Curry rice paradise

A selection of stir-fry dishes along the "khao gang" stretch of Thonglor Road

A selection of stir-fry dishes along the “khao gang” stretch of Thonglor Road

I always say I hate shopping, but that’s not true. I love shopping for food. I will happily use up the same amount of time usually spent staring at my phone on a couch at a Uniqlo somewhere, surfing through the aisles of a grocery store and looking through all the canned goods instead. You find out a lot about a place from the produce, condiments, and ready-made food on offer in its markets. And no question that food makes the best take-home souvenirs.
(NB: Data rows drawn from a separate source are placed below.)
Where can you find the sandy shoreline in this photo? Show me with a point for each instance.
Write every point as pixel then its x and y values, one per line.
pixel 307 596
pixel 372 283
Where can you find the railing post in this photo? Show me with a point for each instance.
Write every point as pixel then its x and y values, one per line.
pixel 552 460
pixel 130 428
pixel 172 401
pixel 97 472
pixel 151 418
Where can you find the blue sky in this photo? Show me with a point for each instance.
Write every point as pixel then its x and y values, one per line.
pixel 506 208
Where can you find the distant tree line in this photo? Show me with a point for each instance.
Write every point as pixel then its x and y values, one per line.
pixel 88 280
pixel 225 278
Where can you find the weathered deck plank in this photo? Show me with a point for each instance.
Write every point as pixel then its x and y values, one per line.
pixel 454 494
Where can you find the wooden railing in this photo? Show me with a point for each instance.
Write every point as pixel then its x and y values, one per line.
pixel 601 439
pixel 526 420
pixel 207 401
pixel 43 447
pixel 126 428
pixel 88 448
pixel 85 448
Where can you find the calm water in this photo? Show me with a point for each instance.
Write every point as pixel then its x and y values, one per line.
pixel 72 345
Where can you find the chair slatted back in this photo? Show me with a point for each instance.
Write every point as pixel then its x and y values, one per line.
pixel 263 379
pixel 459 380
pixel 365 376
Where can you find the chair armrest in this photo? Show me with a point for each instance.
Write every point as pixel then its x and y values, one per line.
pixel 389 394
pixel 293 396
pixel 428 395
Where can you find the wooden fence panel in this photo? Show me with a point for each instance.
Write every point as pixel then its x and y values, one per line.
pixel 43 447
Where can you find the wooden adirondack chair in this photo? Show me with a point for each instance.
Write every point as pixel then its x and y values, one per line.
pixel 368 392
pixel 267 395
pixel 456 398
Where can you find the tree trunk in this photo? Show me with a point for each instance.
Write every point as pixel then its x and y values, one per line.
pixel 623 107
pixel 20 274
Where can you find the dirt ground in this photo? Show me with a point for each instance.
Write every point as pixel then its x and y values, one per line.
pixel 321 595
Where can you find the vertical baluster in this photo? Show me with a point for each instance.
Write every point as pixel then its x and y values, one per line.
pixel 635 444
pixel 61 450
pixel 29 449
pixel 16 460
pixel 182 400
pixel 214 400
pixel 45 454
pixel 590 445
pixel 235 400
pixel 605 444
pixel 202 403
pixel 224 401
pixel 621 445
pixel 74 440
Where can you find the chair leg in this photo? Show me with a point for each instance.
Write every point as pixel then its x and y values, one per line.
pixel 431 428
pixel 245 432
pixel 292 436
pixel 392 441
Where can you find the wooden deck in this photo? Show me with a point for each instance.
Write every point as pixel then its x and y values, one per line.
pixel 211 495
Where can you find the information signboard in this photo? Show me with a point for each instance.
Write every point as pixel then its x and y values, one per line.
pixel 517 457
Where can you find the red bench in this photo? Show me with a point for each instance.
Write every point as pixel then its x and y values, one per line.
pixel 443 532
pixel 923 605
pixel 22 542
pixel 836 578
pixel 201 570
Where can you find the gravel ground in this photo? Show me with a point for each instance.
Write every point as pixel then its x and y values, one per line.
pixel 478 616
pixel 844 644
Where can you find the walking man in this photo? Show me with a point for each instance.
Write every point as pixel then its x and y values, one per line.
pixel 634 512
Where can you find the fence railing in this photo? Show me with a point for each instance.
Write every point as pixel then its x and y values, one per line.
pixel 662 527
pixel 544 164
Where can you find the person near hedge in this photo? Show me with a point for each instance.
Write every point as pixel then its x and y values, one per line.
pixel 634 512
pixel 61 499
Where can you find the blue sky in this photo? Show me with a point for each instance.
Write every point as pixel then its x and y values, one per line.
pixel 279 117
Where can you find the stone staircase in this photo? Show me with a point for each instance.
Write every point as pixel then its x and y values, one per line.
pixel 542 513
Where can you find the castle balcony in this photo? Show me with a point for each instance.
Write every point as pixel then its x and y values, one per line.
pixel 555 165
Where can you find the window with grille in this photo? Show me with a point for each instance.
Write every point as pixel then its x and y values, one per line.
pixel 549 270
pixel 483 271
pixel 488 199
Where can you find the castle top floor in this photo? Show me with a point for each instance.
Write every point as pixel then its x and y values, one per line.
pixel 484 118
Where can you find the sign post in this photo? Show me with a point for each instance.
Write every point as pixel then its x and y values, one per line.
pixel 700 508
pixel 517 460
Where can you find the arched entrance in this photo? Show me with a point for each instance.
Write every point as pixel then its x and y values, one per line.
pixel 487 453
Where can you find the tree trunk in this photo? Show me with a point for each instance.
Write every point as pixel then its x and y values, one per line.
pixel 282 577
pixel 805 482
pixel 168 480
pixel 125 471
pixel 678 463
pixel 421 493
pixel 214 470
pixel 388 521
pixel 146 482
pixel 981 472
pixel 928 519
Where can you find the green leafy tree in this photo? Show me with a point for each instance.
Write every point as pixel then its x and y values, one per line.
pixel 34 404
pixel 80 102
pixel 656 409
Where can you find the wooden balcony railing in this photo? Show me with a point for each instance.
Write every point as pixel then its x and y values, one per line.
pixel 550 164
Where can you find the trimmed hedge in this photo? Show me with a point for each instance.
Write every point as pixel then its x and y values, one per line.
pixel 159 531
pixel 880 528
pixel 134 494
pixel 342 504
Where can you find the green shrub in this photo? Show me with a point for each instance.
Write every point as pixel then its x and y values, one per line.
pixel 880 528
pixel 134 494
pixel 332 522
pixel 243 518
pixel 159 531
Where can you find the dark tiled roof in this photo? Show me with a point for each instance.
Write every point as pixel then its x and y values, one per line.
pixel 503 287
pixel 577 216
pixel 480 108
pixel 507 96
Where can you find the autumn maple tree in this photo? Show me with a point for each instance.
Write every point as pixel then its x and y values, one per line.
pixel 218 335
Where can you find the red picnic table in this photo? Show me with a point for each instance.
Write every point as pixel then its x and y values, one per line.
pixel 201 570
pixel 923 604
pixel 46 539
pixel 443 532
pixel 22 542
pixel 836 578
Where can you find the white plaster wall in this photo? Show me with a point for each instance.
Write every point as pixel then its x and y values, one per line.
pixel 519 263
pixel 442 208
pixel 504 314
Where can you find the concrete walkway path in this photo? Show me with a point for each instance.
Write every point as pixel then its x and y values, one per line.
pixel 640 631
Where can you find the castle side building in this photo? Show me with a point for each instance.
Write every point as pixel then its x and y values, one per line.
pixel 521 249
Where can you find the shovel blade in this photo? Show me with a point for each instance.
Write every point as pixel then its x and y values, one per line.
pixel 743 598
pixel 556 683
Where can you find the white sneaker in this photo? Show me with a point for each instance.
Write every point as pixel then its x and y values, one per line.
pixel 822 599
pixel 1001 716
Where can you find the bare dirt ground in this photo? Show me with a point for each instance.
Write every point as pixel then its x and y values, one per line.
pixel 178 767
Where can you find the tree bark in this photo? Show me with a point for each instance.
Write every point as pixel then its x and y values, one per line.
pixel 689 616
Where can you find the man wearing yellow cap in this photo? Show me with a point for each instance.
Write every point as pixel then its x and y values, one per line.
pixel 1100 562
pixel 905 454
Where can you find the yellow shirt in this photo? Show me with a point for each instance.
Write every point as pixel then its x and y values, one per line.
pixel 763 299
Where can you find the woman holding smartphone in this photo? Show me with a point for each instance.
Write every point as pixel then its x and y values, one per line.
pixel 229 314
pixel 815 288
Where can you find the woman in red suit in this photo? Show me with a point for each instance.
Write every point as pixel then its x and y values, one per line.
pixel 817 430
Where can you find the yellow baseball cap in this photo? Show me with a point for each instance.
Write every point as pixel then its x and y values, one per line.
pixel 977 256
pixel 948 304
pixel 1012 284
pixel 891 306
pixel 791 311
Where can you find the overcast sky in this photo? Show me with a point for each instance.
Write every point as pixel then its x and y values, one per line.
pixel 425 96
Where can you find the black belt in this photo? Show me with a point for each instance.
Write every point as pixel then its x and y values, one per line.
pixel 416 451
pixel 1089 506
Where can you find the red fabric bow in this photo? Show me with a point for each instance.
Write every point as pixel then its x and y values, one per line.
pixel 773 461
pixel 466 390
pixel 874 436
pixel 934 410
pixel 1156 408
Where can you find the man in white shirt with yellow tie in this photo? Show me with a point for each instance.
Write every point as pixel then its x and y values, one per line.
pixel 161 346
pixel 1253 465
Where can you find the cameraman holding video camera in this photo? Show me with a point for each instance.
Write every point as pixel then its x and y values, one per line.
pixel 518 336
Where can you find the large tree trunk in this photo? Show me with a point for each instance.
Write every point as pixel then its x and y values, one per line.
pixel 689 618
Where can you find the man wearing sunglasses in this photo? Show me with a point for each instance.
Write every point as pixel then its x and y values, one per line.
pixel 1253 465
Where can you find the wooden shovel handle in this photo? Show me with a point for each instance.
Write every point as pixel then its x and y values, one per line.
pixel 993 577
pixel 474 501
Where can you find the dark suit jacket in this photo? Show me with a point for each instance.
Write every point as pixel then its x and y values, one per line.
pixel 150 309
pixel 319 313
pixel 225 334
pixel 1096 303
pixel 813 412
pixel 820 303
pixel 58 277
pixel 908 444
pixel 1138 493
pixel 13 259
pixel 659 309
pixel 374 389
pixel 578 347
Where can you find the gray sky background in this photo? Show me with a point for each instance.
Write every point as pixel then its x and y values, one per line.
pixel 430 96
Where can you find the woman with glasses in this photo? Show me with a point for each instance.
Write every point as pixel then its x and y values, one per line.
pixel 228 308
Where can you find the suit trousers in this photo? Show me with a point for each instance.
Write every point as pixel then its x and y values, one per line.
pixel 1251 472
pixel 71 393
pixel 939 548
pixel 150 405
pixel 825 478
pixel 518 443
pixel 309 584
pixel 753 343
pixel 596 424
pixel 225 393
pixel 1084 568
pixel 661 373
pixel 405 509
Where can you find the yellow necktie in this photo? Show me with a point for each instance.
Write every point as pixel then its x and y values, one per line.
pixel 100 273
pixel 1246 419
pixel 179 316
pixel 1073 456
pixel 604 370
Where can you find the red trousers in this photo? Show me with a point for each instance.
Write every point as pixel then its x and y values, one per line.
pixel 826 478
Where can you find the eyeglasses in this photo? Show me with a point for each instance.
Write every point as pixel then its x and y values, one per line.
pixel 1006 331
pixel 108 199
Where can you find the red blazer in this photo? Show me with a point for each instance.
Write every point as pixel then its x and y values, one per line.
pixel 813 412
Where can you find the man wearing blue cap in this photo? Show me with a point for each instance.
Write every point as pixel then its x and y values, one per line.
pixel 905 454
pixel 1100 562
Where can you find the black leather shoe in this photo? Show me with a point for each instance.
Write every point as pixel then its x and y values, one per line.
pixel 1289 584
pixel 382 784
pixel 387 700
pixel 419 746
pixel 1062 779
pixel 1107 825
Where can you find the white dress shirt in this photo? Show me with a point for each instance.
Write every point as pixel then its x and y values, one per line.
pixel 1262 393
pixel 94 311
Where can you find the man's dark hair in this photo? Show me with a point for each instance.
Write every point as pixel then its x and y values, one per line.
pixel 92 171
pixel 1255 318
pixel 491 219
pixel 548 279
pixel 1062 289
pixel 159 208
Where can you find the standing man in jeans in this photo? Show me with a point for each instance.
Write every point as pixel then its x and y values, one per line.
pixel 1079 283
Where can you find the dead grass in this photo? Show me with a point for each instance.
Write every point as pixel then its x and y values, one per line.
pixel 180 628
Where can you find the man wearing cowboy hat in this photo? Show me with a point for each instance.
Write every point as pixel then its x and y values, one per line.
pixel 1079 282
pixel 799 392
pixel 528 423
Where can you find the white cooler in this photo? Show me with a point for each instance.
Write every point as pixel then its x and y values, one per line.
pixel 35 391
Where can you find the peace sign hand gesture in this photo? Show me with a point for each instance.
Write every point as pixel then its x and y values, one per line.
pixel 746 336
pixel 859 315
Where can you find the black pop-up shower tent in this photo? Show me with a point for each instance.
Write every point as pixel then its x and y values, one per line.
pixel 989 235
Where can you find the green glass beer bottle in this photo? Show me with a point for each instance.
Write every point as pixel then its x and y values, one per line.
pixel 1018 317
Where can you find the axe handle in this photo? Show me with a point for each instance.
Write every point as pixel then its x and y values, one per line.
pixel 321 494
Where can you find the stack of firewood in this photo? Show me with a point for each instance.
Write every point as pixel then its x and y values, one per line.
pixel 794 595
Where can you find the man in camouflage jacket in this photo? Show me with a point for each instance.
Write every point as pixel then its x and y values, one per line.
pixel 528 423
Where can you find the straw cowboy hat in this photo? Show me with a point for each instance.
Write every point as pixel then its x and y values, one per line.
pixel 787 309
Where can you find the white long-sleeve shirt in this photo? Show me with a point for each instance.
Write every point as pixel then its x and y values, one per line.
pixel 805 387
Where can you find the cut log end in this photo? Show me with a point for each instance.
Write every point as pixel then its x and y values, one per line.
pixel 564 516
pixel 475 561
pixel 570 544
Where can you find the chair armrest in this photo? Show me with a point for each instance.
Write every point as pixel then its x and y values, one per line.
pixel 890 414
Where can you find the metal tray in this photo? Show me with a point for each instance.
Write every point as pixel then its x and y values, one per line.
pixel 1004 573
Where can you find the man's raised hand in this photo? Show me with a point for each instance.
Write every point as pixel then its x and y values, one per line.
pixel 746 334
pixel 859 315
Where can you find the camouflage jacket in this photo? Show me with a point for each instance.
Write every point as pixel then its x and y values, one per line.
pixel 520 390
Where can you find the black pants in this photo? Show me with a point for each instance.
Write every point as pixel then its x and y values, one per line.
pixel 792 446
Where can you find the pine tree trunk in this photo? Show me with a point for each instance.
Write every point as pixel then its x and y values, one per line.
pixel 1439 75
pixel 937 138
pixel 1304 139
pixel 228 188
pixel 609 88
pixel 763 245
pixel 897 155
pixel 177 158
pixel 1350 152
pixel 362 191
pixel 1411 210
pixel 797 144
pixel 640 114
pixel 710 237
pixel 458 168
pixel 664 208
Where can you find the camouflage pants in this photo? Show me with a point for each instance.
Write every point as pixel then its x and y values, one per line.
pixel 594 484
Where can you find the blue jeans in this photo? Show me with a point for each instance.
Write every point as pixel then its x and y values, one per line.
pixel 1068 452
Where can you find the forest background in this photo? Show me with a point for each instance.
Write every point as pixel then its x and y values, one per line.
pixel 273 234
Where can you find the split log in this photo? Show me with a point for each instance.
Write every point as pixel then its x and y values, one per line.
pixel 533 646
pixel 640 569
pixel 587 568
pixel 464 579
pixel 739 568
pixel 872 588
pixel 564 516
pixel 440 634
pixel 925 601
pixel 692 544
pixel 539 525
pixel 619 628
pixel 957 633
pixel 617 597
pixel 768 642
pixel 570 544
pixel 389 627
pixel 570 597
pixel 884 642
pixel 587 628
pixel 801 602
The raan khao gang, or “curry rice” stall, is the best approximation of the shopping experience that Thai street food has to offer. Vendors offer you a plate of rice (or, if you are in a southern Thai-type place, your choice of a plate of kanom jeen or fermented rice noodles) on which you have your choice of stir-fries, soups and curries with which to paint your blank, white “canvas”. I have usually seen a total of three toppings max, but theoretically, the sky is the limit. Sometimes, everything looks so wonderful that it’s easy to imagine having it all.

A selection of curries and soups at a Thonglor khao gang stall

A selection of curries and soups at a Thonglor khao gang stall

Which brings me to the stretch of street on Thonglor across from the police station labelled “Thonglor Pochana”. Sure, there is a Chinese-style rice porridge (joke) vendor and a great grilled pork collar (kor moo yang) guy and some nice-looking Chinese dumplings for sale if you get there early enough in the morning. But the real stars of this open-air block — the only block of this type left on a very expensive road, mind you — are the khao gang stalls who give pedestrians plenty to ogle on their way to work.

More stir-fries at a vendor on Thonglor

More stir-fries, deep-fried bits and chili dip at a vendor on Thonglor

The thing that invariably reins me in is when I find something at a curry rice stall that I won’t usually find anything else: call it the “specialty of the house”. When I say “specialty of the house”, I mean that no matter the season or what’s on sale at the Klong Toey market, that one dish will be available, rain or shine. At the very decent one near me, the khao gang lady’s specialty is braised pig trotter on rice (khao ka moo). At the first of the three curry rice vendors at Thonglor Pochana (the one closest to Petchburi Road), the specialty is even harder to find: yum hoo moo, or a very serviceable pig ear salad.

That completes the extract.